Be concerned about the fate of polar bears by all means, but at least one citizen of the planet believes that solving environmental problems lies in our hands rather than our hearts.

When most of us carry a plastic bag all it is likely to contain are life's trifles, a takeaway meal perhaps or a few groceries. When Tang Beijia carries a similar bag what she bears in her hands are her concerns for the planet's very existence.

In fact Tang's bag will certainly not be made of plastic, but cloth, a kind of badge of honor to someone committed to minimal waste, a cause that she recommits to this weekend as China's first Zero Waste Day is held on Aug 18. Activities are being held across the country aiming to raise the consciousness about the need to reduce the use of disposable items.

Tang, 34, of Beijing, needs no convincing, being a veritable warrior for the cause.
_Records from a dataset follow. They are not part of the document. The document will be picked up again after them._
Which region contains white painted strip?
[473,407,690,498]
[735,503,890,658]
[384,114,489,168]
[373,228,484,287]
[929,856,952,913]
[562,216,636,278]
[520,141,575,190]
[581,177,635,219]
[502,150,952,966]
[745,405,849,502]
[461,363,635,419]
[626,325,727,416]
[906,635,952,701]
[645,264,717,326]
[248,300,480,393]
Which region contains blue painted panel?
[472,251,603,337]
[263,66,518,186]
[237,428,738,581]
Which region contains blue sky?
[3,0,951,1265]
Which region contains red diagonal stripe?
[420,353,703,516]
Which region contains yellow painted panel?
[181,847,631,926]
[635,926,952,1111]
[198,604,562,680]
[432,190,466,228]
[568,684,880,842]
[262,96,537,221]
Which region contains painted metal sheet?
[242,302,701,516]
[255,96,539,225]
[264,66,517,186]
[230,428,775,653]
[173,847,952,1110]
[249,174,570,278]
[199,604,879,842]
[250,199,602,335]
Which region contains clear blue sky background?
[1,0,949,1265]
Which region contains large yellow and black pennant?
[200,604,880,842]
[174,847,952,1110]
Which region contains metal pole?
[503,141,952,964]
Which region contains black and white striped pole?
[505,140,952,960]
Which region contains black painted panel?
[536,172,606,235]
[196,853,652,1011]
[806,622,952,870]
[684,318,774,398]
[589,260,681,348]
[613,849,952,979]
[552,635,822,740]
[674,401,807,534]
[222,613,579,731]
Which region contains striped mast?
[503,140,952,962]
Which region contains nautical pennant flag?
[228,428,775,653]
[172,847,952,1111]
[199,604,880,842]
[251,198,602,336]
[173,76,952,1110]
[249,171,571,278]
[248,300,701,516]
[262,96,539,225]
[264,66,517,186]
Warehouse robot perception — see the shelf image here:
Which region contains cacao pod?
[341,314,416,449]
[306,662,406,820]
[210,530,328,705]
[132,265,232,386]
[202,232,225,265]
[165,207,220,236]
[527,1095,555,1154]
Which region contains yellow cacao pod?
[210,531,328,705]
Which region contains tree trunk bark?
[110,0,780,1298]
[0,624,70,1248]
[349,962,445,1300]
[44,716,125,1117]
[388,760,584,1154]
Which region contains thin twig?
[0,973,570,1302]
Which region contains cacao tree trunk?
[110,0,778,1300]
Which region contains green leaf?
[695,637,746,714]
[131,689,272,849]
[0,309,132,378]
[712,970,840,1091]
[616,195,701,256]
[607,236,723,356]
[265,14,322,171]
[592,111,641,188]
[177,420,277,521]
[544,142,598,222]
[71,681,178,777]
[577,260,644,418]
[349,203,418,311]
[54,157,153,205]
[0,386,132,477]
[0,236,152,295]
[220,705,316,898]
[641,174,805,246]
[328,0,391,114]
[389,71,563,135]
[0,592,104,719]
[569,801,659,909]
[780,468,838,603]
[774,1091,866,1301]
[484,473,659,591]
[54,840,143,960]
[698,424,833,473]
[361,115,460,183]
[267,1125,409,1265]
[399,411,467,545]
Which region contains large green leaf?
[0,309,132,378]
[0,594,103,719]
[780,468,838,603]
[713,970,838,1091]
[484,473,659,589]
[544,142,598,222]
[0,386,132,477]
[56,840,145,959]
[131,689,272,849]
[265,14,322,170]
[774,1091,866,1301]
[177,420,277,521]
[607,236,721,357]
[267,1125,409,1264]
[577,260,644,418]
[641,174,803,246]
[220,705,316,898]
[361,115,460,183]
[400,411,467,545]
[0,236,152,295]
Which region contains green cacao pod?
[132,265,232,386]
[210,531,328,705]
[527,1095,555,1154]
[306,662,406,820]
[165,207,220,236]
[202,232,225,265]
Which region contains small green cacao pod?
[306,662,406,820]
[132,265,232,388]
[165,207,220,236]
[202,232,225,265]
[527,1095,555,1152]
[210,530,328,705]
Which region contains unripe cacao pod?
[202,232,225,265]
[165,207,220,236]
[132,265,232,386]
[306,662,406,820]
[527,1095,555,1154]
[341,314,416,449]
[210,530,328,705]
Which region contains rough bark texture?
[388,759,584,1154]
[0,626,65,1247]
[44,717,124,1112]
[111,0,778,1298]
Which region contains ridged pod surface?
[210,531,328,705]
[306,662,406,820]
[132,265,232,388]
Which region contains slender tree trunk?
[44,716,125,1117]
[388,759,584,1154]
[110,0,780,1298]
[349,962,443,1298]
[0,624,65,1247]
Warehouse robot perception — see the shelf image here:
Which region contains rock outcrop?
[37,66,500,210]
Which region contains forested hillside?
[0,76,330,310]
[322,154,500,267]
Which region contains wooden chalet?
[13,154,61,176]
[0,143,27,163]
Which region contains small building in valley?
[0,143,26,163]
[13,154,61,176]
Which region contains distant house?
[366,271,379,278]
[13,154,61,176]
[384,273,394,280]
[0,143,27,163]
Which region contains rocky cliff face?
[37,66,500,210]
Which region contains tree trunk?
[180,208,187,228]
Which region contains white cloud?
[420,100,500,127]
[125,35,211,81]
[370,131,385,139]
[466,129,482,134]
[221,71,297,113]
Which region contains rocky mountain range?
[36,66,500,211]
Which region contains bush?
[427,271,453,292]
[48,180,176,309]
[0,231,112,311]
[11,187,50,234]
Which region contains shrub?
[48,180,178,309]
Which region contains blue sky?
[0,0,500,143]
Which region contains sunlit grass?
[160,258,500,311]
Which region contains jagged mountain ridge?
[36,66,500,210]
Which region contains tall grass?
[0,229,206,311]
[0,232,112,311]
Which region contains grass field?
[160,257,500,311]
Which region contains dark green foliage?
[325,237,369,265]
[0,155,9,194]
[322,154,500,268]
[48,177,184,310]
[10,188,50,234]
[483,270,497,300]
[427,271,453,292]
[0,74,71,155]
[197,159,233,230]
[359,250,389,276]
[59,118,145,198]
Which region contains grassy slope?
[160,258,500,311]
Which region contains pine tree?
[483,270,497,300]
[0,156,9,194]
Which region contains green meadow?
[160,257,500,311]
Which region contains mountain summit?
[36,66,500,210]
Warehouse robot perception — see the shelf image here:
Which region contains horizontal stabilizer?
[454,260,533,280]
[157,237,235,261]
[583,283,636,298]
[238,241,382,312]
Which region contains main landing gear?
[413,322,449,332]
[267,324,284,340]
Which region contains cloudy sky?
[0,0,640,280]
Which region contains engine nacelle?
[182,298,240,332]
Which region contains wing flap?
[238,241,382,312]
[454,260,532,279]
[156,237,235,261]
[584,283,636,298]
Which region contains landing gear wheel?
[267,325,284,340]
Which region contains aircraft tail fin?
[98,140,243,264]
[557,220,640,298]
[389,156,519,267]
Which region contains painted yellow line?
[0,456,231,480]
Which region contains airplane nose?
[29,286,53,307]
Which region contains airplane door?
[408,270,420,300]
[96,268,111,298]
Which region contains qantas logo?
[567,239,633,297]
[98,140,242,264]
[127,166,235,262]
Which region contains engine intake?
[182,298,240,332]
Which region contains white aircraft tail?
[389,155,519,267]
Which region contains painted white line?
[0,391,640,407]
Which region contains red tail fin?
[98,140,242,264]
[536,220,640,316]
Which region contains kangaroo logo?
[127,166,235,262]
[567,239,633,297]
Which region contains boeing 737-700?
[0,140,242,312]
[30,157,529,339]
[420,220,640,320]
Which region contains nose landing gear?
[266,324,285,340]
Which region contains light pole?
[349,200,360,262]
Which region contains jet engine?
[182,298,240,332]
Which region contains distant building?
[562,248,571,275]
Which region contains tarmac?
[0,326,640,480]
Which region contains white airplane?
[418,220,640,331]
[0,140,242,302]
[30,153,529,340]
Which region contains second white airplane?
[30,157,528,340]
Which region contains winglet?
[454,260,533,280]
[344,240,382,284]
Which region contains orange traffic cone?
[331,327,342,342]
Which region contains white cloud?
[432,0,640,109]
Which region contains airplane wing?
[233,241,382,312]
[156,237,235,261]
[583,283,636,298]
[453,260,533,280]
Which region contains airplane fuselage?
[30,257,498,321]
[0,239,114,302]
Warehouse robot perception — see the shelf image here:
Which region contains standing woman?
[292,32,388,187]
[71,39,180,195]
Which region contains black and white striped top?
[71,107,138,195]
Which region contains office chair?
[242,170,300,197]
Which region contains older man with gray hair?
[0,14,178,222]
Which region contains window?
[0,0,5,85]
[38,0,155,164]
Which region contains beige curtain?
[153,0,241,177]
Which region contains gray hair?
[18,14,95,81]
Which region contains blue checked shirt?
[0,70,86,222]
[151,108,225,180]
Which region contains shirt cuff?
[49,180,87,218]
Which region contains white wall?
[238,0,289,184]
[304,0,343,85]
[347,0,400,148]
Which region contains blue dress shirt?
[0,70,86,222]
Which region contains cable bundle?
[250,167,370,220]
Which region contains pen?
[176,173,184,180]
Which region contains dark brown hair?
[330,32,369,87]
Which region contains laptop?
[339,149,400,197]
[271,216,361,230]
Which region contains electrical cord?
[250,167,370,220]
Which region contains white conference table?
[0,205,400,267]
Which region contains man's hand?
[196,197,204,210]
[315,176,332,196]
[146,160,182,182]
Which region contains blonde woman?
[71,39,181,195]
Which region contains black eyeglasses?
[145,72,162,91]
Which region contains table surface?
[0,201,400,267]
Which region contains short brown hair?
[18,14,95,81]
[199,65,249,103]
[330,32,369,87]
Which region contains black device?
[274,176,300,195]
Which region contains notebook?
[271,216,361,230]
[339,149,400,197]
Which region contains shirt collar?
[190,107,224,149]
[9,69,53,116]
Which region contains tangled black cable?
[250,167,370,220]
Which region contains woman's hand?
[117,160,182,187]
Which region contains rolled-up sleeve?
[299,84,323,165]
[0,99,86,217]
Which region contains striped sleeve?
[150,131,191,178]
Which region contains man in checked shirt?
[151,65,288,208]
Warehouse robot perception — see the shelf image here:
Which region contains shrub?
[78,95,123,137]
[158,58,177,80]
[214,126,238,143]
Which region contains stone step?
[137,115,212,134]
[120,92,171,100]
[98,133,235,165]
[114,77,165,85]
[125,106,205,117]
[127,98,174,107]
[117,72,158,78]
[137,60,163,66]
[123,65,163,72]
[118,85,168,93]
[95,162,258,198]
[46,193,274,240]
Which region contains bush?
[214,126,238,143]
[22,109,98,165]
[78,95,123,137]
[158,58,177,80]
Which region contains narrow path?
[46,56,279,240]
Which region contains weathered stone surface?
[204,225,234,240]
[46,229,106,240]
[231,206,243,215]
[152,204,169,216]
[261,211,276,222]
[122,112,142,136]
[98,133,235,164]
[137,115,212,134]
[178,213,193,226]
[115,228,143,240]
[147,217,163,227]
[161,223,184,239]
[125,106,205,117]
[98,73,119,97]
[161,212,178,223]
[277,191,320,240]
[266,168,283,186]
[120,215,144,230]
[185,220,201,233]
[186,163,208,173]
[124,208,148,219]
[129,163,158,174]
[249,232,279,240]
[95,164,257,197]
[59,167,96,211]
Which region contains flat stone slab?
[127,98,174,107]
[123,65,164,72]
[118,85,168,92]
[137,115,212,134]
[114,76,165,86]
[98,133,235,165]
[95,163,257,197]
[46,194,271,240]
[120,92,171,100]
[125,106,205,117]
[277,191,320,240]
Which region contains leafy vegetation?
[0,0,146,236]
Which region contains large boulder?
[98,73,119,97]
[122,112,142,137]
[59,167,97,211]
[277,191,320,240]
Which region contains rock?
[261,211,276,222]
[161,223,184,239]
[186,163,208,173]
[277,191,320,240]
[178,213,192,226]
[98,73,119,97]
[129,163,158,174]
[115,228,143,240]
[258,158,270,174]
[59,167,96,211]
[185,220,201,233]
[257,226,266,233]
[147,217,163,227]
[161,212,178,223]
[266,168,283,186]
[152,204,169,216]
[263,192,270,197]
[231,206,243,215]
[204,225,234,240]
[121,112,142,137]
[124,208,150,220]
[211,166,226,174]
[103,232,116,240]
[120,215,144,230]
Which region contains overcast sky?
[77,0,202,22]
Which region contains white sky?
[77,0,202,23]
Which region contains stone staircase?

She says she avoids packages and reuses and recycles as many things as she can. She only buys dog food online and never orders takeaway food, she says. She goes to a market that allows her to have bottles she brings refilled with cooking oil and soy sauce, and she composts kitchen waste.

In addition to eschewing plastic bags in favor of cloth ones, she uses reusable lunch boxes, carefully packing dry and wet items, such as fruits, bread, tofu and steamed buns, separately.

However, she is keen to dispel the notion that in doing so she has signed up for a bleak life of self-denial.

"Many people have the idea that we environmentalists lead an ascetic life. I want to show that there is another possibility: you can live a green life in a fulfilling, pleasant way. I lead a simple life and am thus liberated from the bondage of material desire."

She became interested in the idea of zero waste two years ago, she says, when she read about Lauren Singer, a New Yorker who managed to put all the trash that she produced in four years in a small glass jar.